HBO's JustInTime.com To Close


JustInTime.com launched in late 2006 and was a collaberative project of AOL and HBO. The site featured original streaming video content, plus material repurposed from HBO's various comedy properties. The site ran advertising placed by Advertising.com, and AOL subsidiary.

What went wrong? Well, without access to any inside information I'll offer the following:
  1. JustInTime.com's content was funny, but humor is a commodity on the Web. If you're looking for funny, this is the place. In fact, it's almost impossible to find anything that's not funny on the Web. The whole frickin' place is a funhouse. Why add to the surplus?

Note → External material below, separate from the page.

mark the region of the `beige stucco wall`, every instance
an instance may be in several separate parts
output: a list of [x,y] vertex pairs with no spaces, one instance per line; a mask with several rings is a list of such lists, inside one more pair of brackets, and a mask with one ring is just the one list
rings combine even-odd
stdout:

  2. JustInTime spent a lot of money hiring talent, including Amanda Congdon, Dane Cook, and others. Comedians demand to be paid up-front, in cash, and aren't going to settle for rev share agreements or "viral exposure" as payment. This meant that JustInTime had to spent thousands of dollars -- maybe six or even seven figures -- before it even launched.

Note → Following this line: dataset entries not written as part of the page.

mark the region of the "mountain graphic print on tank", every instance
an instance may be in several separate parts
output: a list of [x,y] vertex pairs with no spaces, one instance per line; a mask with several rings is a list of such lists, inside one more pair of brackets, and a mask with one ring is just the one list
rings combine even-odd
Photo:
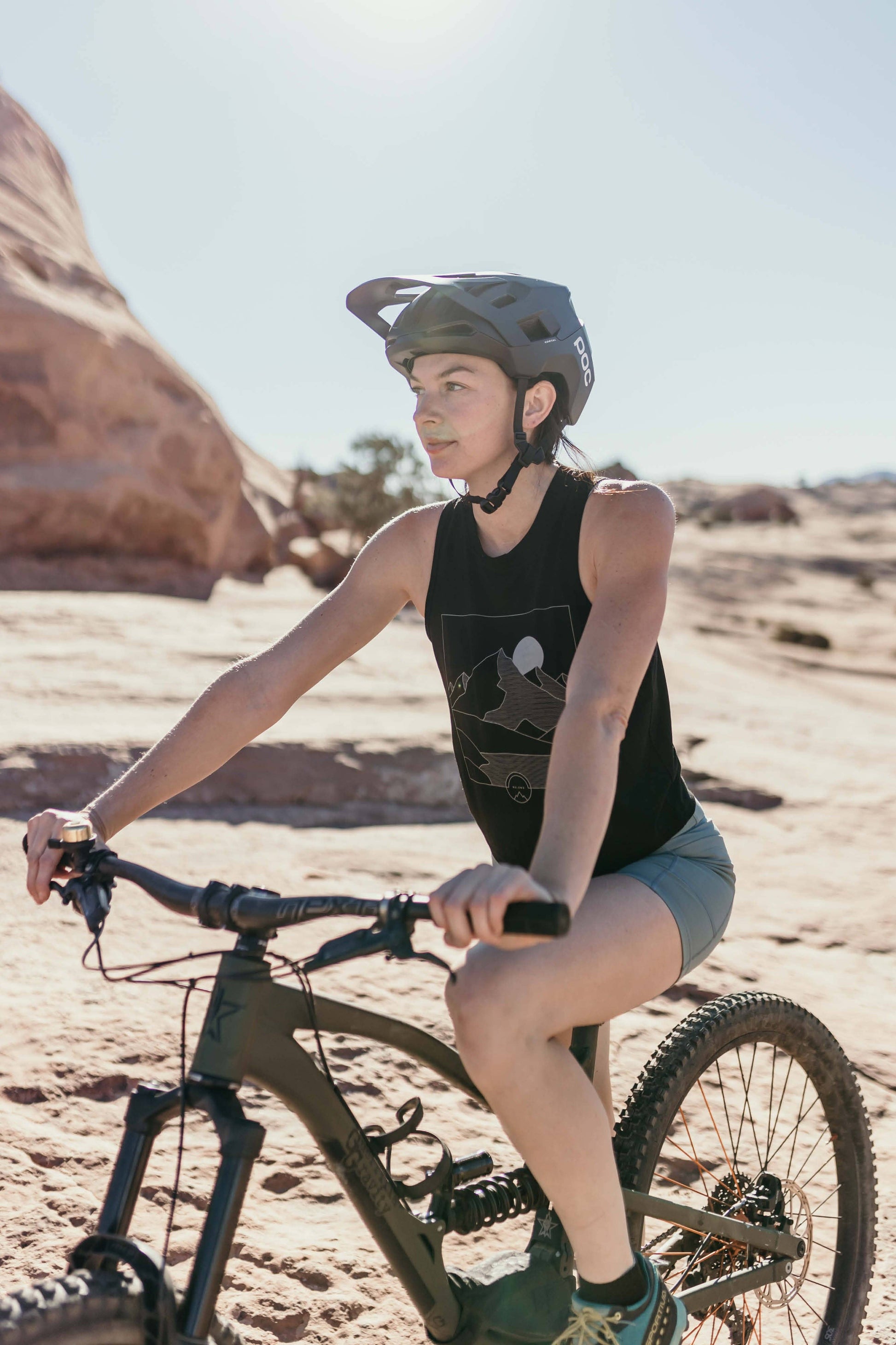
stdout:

  3. Was this site heavily promoted via offline channels? I don't own a television so I can't tell you. But only consistent promotion can drive eyeballs to the Web. I'd bet that there were many opportunities for promotion which weren't fully exploited.

  4. Standard-rate CPM or CPC advertising will never be able to earn enough to dig a site out of the hole dug by high talent upfront payments. JustInTime.com had advertising pasted into every available spot on its pages, but whatever it made was less than what it needed to survive. This advertising doesn't appear to be targeted toward the content of the video. It looks like low CPM, RON junk to me, in fact a lot of slots appear to run house-ads for other HBO properties. This is no way to run an ad-supported Web site.

  5. The site never caught on with users. To its credit, it did allow users to embed and forward its video content, but it seems that few did. Its Blog format was the right choice, because it provided for frequent rotation of content, but it seems that nobody cared. According to Alexa, JustInTime's current traffic rank is 50,503. In comparison, the traffic rank for disobey.com (the site you're reading) is 122,763. You can't run a niche web site and pay talent at the same time and expect it to survive for long without a lot of traffic.
I'd like to think that Old Media will wake up one of these days and finally launch something that will endure, grow, and genuinely take advantage of the full potential of the Internet. But the more I view their failed efforts, the less confident I am that this will ever happen. JustInTime.com, it seems, is just another nail in the many now embedded in its coffin.